Mr. McQueen played leads in two minor features. "The Blob" and "The Great St. Louis Bank Robbery," and supporting roles in two others, "Never Love a Stranger" and "Never So Few," before landing his made-to-order assignment as the droll, expert second-in-command of "The Magnificent Seven," the rousing Western remake of Kurosawa's "Seven Samurai" that also had a lot to do with the careers of Charles Bronson, James Coburn and Robert Vaughn.

His decisive career break came in "The Great Escape." His climactic stunt sequence on a motorcycle, particularly the moment when he vaulted an eight-foot fence on his bike, turned him into an international action favorite. Mr. McQueen performed the stunt himself, and in its way it was as thrilling as the trickiest routine ever finessed by Fred Astaire and Gene Kelly.

In 1969 and 1970, Mr. McQueen was rated the third most popular box office star in the United States by Motion Picture Daily.

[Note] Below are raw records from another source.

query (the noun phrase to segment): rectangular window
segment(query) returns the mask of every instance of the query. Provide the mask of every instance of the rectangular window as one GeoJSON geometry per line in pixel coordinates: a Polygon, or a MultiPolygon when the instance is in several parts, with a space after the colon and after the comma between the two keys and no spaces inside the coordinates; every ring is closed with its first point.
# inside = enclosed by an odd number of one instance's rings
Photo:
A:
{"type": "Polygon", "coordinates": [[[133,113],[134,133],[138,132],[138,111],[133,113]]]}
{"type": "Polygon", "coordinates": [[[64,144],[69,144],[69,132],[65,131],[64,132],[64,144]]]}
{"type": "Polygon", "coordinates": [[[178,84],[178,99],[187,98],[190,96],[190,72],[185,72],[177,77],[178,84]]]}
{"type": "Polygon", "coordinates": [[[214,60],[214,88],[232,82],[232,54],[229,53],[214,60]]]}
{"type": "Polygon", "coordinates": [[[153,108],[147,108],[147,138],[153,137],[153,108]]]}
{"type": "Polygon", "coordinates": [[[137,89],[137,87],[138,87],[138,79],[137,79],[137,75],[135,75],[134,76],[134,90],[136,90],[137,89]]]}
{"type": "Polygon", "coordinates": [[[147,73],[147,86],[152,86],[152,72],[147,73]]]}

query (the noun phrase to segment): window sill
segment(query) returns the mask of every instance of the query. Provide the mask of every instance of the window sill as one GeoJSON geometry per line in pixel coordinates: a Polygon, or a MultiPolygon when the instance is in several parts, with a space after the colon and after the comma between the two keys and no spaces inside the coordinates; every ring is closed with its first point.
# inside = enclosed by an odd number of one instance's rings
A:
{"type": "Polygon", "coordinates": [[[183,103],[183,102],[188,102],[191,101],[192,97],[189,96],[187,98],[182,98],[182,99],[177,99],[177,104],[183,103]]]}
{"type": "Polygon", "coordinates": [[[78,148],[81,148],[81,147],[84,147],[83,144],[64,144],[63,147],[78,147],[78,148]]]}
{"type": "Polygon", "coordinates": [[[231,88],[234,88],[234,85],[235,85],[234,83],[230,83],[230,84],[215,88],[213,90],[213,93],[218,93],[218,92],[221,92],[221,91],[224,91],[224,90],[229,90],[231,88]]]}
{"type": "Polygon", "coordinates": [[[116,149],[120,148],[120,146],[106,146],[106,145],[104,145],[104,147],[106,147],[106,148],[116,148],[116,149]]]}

It is conceivable that his troubled youth helped imprint on his work that watchful quality that was peculiarly fascinating on the screen. There always seemed to be some interesting calculation going on behind his eyes, which revealed a cunning affinity for the camera lens right from the start. "Bullitt" became a sensation because of its thrilling car chase sequences, but the disheveled threads of the plot were neutralized by Mr. McQueen's eyes. It was a classic example of how a star presence can hold a movie together.

Of course, there were two schools of thought about Mr. McQueen's guarded style. Some critics complained that he never did anything. Admirers responded that the apparent lack of effort was the whole point: Mr. McQueen had achieved the kind of sheer physical eloquence that suggests volumes about the drives and thought processess of a character.

One of the admirers, film historian David Shipman, argued that "Steve McQueen can act with the back of his head. He can act without doing anything. . . . His voice isn't remarkable and he shows no sign of versatility. But versatility, where he is concerned, is immaterial. He has only to appear on the screen to fill it."

Mr. McQueen once evaluated himself with a typical, becoming modesty. "I'm not a great actor," he said, "let's face it. I don't have a great deal of scope. Someone like Richard Burton has great range as an actor. There are certain things I can do, but when I'm bad, I stink. . . . There's something about my shaggy-dog eyes that make people think I'm good. I'm not all that good."